The first step is to decide which meal prepping method you will use. Will you aim to make an entire week’s worth of meals for your family that you can reheat throughout the week, or will you create your meal plan and prep ingredients so that cooking meals during the week takes less time? Or will you do a combination of the different methods?
2. Write up a meal plan.
Decide on the types of meals, recipes, and number of meals that you are going to make. Then determine what ingredients are needed for each meal.
3. Create your shopping list.
With your meal plan in hand, create your shopping list and head to the supermarket to get your ingredients and supplies. To save time, create a template for your grocer list and consider using a grocery delivery service.

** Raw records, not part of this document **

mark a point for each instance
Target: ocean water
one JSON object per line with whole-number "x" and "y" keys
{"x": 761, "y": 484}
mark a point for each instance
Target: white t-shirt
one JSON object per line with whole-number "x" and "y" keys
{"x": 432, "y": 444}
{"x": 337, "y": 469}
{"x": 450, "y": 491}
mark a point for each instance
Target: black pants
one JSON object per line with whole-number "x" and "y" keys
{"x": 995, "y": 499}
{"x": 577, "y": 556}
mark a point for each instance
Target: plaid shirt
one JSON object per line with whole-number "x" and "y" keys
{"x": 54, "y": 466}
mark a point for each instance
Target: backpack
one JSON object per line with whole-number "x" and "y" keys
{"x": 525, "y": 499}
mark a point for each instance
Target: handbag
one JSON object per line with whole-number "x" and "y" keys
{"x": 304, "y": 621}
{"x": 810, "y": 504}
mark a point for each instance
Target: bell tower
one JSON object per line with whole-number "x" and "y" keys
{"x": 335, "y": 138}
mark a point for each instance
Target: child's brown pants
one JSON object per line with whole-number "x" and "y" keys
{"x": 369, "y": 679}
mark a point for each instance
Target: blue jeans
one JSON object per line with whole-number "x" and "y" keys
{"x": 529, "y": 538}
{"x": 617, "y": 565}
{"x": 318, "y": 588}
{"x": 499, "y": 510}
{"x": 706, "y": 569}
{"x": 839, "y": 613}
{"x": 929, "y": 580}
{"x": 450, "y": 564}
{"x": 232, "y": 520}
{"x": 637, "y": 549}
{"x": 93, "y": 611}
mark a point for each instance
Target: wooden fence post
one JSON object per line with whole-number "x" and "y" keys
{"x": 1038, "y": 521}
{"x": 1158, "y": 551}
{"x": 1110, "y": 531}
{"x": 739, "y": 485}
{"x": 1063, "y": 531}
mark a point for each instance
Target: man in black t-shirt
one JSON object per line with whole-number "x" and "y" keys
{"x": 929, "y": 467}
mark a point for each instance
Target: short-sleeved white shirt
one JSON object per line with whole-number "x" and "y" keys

4. Prepare your storage containers.
Be sure to have the appropriate number and sizes of storage containers ready so that you can put your prepped meals away once you’re finished cooking.
Determine the order of cooking meals by starting with the ones that take the most time. For instance you may have one dish that is going in the slow cooker, another that will be cooking in the oven, and a third that you are cooking on the stovetop. Start with the one(s) that will take the most amount of time and then work on the faster dishes while those are cooking.
6. Store your meals.
Allow your meals to cool and store them safely. Some meals can be stored in the Refrigerator if they will be eaten within a few days. However, others may need to be frozen , thawed comma and reheat it. Label meals that are going in the freezer for easy identification When they’re ready to be used.
The Botton Line on How to Start Meal Prepping
Meal prepping is a great tool for people who want to spend less time cooking meals each week. But it also has many other benefits such as helping to save money on food and supporting healthy eating habits.
Choose the meal prepping strategy that aligns with your goals. Get the right tools and storage containers to start meal prepping with a routine that works best for you and your family.